Our in vitro experiments demonstrated that poly(I:C) can induce increased IDO expression in MSCs. We next investigated whether there is a beneficial effect of using MSCs preconditioned with poly(I:C) for cell-based therapy to reduce the disease activity of DSS-induced colitis. Mice that were orally administered with 4% DSS for 7 days showed a significant increase in DAI, bloody diarrhea, and sustained weight loss. To examine the effect of using MSCs with an elevated expression of IDO for cell-based treatment in the DSS-induced colitis model, the mice were treated with unstimulated and poly(I:C)-stimulated MSCs by i.v. or i.p. injection on days 1 and 3 after the administration of DSS (Figs. 3 and 4). Body weight changes and the DAI score were monitored daily. The i.v.-injected groups showed increased body weight loss after MSC injection compared with DSS controls (Fig. 3B). There were no significant differences in DAI score among the three groups (Fig. 3C). The i.p.-injected groups showed no significant differences in body weight loss and DAI score (Figs. 4B and C). DSS-induced colitis is associated with a reduced colon length in diseased mice. Therefore, we measured the colon length at day 9 after the administration of DSS (11). Colon lengths did not significantly differ among the i.v.-injected (Fig. 3D), whereas the i.p. injection of poly(I:C)-stimulated MSCs ameliorated the shortening of colon length compared to that in the DSS control group without MSCs injection (Fig. 4D).

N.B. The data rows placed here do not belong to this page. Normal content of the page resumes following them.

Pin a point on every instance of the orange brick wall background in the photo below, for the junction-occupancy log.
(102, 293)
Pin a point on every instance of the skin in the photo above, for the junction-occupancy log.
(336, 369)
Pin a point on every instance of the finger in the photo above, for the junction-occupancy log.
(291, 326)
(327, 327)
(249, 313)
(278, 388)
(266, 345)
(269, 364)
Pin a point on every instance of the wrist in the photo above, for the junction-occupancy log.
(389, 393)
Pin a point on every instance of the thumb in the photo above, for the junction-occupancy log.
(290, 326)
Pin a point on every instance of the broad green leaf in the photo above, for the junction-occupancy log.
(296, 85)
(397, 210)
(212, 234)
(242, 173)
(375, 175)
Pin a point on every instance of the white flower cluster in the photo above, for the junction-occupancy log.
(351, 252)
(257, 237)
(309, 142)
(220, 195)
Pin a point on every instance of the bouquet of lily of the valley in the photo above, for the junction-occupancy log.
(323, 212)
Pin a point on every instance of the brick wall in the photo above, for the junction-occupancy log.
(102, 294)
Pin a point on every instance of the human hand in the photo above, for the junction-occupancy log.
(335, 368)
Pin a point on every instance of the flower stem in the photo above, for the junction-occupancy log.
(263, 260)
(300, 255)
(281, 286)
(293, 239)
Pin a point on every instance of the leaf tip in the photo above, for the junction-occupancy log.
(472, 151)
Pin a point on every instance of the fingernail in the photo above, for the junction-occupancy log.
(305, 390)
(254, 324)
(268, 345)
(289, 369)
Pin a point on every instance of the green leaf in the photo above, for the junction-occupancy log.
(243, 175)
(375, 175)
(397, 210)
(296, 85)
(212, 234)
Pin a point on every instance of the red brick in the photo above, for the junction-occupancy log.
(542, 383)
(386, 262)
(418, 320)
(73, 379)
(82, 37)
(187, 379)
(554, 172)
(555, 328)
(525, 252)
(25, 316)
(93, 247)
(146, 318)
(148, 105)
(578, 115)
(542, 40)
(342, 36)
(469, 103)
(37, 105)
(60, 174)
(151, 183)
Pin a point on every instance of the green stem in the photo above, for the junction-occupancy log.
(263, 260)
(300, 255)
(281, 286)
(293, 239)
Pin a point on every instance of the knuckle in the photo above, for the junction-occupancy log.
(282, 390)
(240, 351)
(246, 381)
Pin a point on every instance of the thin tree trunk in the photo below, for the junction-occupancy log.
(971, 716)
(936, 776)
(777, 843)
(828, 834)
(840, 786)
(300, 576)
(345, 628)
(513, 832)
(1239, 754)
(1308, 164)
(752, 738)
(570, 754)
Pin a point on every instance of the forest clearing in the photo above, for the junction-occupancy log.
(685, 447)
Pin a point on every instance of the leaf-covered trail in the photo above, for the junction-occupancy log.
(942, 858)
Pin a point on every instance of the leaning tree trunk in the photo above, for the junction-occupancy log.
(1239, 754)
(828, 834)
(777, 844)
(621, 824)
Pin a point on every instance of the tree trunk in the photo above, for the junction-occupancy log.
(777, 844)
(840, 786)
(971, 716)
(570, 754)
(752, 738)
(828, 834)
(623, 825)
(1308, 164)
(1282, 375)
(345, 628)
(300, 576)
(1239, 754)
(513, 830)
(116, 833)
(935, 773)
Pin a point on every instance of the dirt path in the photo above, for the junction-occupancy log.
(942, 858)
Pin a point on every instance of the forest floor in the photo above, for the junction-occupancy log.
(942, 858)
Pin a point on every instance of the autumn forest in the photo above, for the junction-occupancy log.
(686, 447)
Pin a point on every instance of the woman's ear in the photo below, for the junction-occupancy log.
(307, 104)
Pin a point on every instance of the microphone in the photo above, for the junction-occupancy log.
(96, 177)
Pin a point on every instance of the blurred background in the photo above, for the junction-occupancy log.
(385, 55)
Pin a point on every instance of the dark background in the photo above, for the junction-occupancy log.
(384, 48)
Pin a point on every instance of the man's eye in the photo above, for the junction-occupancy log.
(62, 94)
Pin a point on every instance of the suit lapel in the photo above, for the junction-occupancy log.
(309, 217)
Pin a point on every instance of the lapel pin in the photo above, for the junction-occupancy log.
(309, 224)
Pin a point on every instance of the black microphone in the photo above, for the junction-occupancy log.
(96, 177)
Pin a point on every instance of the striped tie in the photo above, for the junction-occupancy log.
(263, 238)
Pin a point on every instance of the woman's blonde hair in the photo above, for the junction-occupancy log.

Since the colon was a major site for injury by DSS, the organ was excised and examined by quantitative RT-PCR assays for the expression of IDO. In agreement with the pathologic findings, poly(I:C)-treated MSCs showed distinct changes in their IDO expression profiles after they were administered inside the peritoneal cavity (Fig. 5). Quantitative RT-PCR assays showed an upregulation of IDO expression in colon when poly(I:C)-stimulated MSCs were i.p. injected but not when they were i.v. injected in the DSS-colitis model. The injection of unstimulated MSCs did not induce an increase of IDO expression regardless of the injection route.